# Cant Update BIOS...



## SK-1 (Nov 4, 2009)

My GA-P55-UD6 refuses to accept a new bios. I've tried the @BIOS and Q-Flash routines, but I fail.  In Everest CPUID, the model number field just says "Trial-Version." Is this some sort of early testing board?
I tried to update the BIOS using the@BIOS utility, but the error message I get is "WARNING: No match BIOS file be found. Please download file by web site."
I did as instructed and now I get "BIOS Part number(AWARD) is not correct!"

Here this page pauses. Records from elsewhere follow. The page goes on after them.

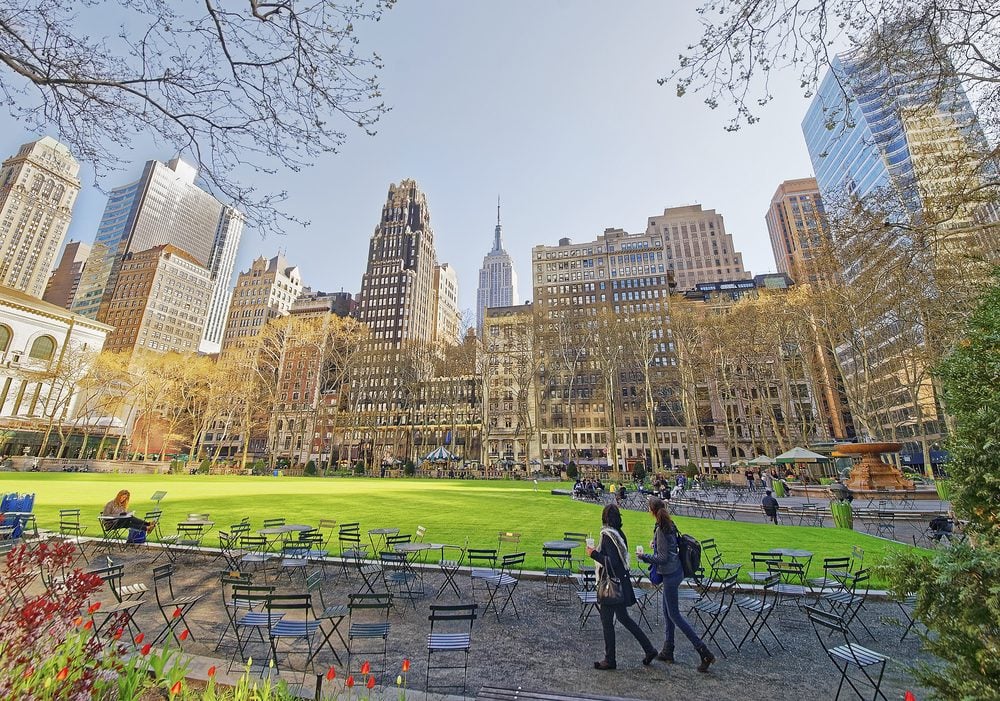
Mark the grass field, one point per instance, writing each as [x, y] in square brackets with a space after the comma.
[455, 512]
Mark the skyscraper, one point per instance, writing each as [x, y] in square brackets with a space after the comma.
[397, 290]
[862, 126]
[164, 206]
[695, 245]
[159, 302]
[448, 320]
[65, 279]
[38, 187]
[264, 292]
[227, 241]
[497, 278]
[796, 224]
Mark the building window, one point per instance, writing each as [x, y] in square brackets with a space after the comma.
[43, 348]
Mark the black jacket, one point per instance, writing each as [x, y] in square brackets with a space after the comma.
[665, 558]
[609, 557]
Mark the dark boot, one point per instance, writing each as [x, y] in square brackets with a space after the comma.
[707, 658]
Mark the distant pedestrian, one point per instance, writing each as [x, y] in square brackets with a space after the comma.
[770, 506]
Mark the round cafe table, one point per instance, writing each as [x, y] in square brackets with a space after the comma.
[794, 554]
[377, 536]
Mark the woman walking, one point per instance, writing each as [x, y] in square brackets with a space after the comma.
[612, 555]
[668, 563]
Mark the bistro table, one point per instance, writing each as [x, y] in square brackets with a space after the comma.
[795, 555]
[412, 551]
[273, 533]
[561, 544]
[378, 537]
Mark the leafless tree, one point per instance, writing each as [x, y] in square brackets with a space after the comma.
[240, 86]
[744, 42]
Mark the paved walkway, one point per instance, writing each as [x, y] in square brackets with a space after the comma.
[545, 647]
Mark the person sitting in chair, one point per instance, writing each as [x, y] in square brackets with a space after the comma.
[770, 506]
[117, 515]
[941, 527]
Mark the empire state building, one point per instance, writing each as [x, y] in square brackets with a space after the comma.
[497, 279]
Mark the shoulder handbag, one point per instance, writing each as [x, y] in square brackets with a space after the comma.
[609, 588]
[654, 574]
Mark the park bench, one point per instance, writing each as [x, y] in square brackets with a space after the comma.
[495, 693]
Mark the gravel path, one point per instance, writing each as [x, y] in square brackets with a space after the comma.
[546, 649]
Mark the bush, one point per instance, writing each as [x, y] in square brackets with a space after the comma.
[956, 590]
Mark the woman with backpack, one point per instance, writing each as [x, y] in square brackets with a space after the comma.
[612, 556]
[666, 560]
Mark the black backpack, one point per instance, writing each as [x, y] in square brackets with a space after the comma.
[689, 551]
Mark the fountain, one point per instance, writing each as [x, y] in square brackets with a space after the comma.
[871, 474]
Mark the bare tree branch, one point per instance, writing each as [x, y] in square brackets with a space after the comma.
[241, 87]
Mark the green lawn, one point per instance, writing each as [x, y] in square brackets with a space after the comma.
[453, 511]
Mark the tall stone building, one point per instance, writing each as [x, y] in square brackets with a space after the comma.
[601, 413]
[164, 206]
[65, 279]
[695, 245]
[265, 291]
[397, 289]
[448, 322]
[511, 431]
[497, 278]
[797, 226]
[38, 187]
[159, 302]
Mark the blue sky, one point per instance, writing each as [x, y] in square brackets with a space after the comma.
[552, 105]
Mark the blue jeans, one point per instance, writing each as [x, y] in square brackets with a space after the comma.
[672, 612]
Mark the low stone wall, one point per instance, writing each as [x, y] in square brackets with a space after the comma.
[26, 464]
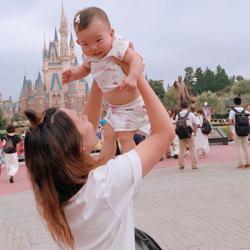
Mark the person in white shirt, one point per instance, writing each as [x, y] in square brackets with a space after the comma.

In Q- Flash, I get the error "Wrong Bios" or something like that.

Am I screwed?


----------



## human_error (Nov 4, 2009)

Looks like the trial version message in everest is because you are using the everest trial software, so it won't give you all the information.

As for the BIOS problem have you reset your CMOS and then tried to update?


----------



## BraveSoul (Nov 4, 2009)

some bioses have "bios cachable" enabled/disable option in the bios, which might prevent u from updating it in disabled mode  true/false?


----------



## SK-1 (Nov 4, 2009)

human_error said:


> As for the BIOS problem have you reset your CMOS and then tried to update?



Yes, and still no go..




BraveSoul said:


> some bioses have "bios cachable" enabled/disable option in the bios, which might prevent u from updating it in disabled mode  true/false?



Good idea, but no option to be found.
I'm still stuck.


----------



## Randyman (Nov 4, 2009)

Weird. I looked it up and it uses the AWARD BIOS and says to use Q-Flash. Mind you I would emagine you can flash it with another method.
Can you contact GiGabite


----------



## allen337 (Nov 5, 2009)

http://www.gtopala.com/siw-download.html


----------



## SK-1 (Nov 5, 2009)

Any help?


----------



## SK-1 (Nov 5, 2009)

I think I've figured this out. I feel stupid now. Flipping REV 0.1.


----------



## stasio (Nov 5, 2009)

Can do with bootable USB,FLASHSPI and BIOS F5e.
http://forums.tweaktown.com/f69/bios-flashing-how-qflash-guide-27576/


----------



## allen337 (Nov 5, 2009)

says bios version d7 nothing matches on that board from gigabyte site


----------



## SK-1 (Nov 5, 2009)

allen337 said:


> says bios version d7 nothing matches on that board from gigabyte site



Just got the "official" from Gigabyte...

*Dear customer,
Could be the board you have was sample board for reviewer testing, not mass production model. Any chance you can contact vendor for board replacement ? because seems bios not alow to update.*


----------



## allen337 (Nov 5, 2009)

figures nothing matched, should have been a d6-d7-d8 I dont ever trust even the manufacturer unless it matches what bios I already have. That kinda sux


----------



## Asylum (Nov 5, 2009)

Download the newest iso version from gigabyte and burn it to cd and set cdrom to first boot.
See if it will update that way.


----------



## LittleLizard (Nov 5, 2009)

SK-1 said:


> Just got the "official" from Gigabyte...
> 
> *Dear customer,
> Could be the board you have was sample board for reviewer testing, not mass production model. Any chance you can contact vendor for board replacement ? because seems bios not alow to update.*



how did u end with a 0.1 version of the board


----------



## SK-1 (Nov 6, 2009)

LittleLizard said:


> how did u end with a 0.1 version of the board



E-bay.  But, I'll admit, I've had more good deals than bad.


----------